8.De toegepaste wettelijke bepalingen

De oplegging van de straf is gegrond op de artikelen 9, 22b, 22c, 22d, 246 van het Wetboek van Strafrecht.

9.De beslissing

De rechtbank:
 verklaart bewezen dat verdachte het tenlastegelegde, zoals vermeld onder ‘De bewezenverklaring’, heeft begaan;
 verklaart niet bewezen hetgeen verdachte meer of anders is ten laste gelegd dan hierboven bewezen is verklaard en spreekt verdachte daarvan vrij;
 verstaat dat het aldus bewezenverklaarde oplevert het strafbare feit zoals vermeld onder ‘De kwalificatie van het bewezenverklaarde’;
 verklaart verdachte hiervoor strafbaar;
 veroordeelt verdachte tot
een gevangenisstraf voor de duur van 1 dag;
 legt op
een taakstraf van 110 uren, met bevel dat indien deze straf niet naar behoren wordt verricht vervangende hechtenis zal worden toegepast voor de duur van 55 dagen.
Dit vonnis is gewezen door mr.

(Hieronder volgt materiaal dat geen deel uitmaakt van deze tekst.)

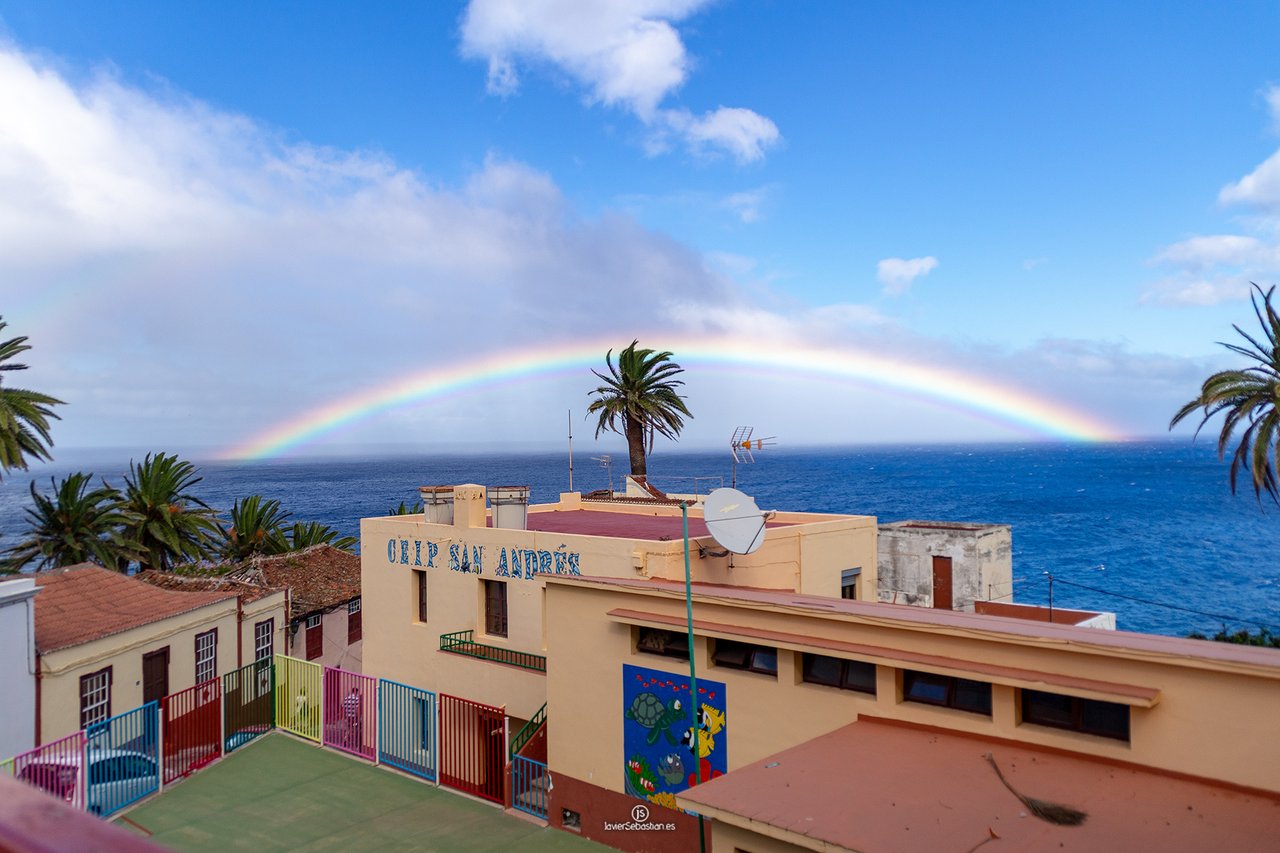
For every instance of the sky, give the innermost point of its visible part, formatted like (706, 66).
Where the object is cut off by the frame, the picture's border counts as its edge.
(254, 229)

P.M. Goossens (voorzitter), mr. C.H. van Breevoort-de Bruin en mr. M.C. van der Mei, rechters, in tegenwoordigheid van mr. J. Hut, griffier, en uitgesproken ter openbare terechtzitting van deze rechtbank op 2 augustus 2024.
Mrs. Goossens en Van Breevoort-De Bruin en de griffier zijn buiten staat dit vonnis mede te ondertekenen.

Voetnoten

1.Het bewijs is terug te vinden in het in de wettelijke vorm door [verbalisant] van de politie Oost-Nederland, opgemaakte proces-verbaal, dossiernummer PL0600-2023308797, gesloten op 15 januari 2024 en in de bijbehorende in wettelijke vorm opgemaakte processen-verbaal en overige schriftelijke bescheiden, tenzij anders vermeld. De vindplaatsvermeldingen verwijzen naar de pagina’s van het doorgenummerde dossier, tenzij anders vermeld.
2.Proces-verbaal van aangifte, p. 9-10.
3.Proces-verbaal van getuige [getuige] , p. 13-14.